Title: Contracting Out the Fiduciary Duty of Loyalty: An Empirical Analysis of Corporate Opportunity Waivers
Date: December 7, 2016
Speaker: Eric Talley, Columbia University
About Eric Talley:
Eric Talley is the Isidor and Seville Sulzbacher Professor of Law at Columbia Law School, New York. He is an expert in the intersection of corporate law, governance, and finance, and he teaches a variety of courses that include corporate law, mergers and acquisitions, contract and commercial law, microeconomics, corporate finance, securities regulation, quantitative methods, game theory, and economic analysis of law. Talley has held permanent or visiting appointments at the University of California, Berkeley, University of Southern California, Caltech, University of Chicago; Harvard University; Georgetown University, RAND Graduate School; and Stanford University. He serves on the boards of the American Law and Economics Association (ALEA), as well the Society for Empirical Legal Studies, and was the society’s co-president in 2013–2014. Talley is a frequent commentator in the national media, and he speaks regularly to corporate boards and regulators on issues pertaining to fiduciary duties, governance, and finance.

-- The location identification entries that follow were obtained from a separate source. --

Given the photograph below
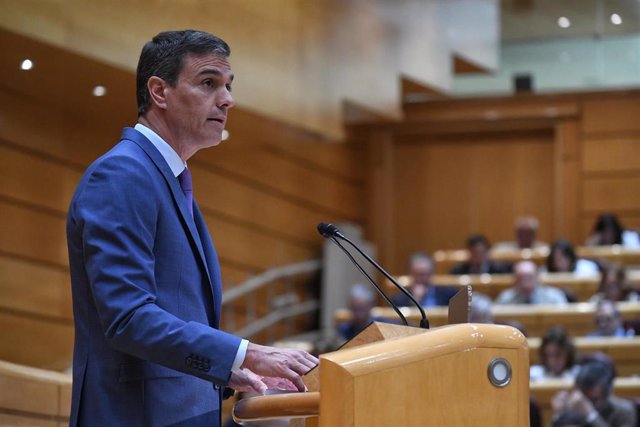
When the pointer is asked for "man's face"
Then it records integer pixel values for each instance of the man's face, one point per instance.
(607, 320)
(421, 271)
(611, 287)
(561, 261)
(478, 254)
(197, 105)
(555, 358)
(598, 396)
(525, 235)
(525, 275)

Talley holds a J.D. from Stanford University, where he was the articles editor for the Stanford Law Review; a Ph.D. in economics from Stanford University; and a B.A. degree from the University of California, San Diego.
For centuries, the duty of loyalty has been the hallowed centerpiece of fiduciary obligation, widely considered one of the few “mandatory” rules of corporate law. That view, however, is no longer true. Beginning in 2000, Delaware dramatically departed from tradition by granting incorporated entities a statutory right to waive a crucial part of the duty of loyalty: the corporate opportunities doctrine. Other states have since followed Delaware’s lead, similarly permitting firms to execute “corporate opportunity waivers.” Surprisingly, more than fifteen years into this reform experiment, no empirical study has attempted to measure either the corporate response to these reforms, or to evaluate the implications of that response.
This Article presents the first broad empirical investigation of the area. Contrary to conventional wisdom, we find that hundreds of public corporations have adopted waivers – often with capacious scope and reach. We thus establish a central empirical fact that is an important baseline for further discussion: public corporations have an enormous appetite for contracting out of the duty of loyalty when freed to do so. Our analysis further sheds light on the high-stakes normative debate around the relationship between fiduciary principles and freedom of contract. What types of corporations choose to contract around default rules? When they do so, do such measures tend to bolster or thwart shareholder welfare? We develop an efficient contracting approach to explain why corporations – and their shareholders – might favor tailoring the duty of loyalty, and provide empirical evidence that Delaware’s experiment has generally been a success.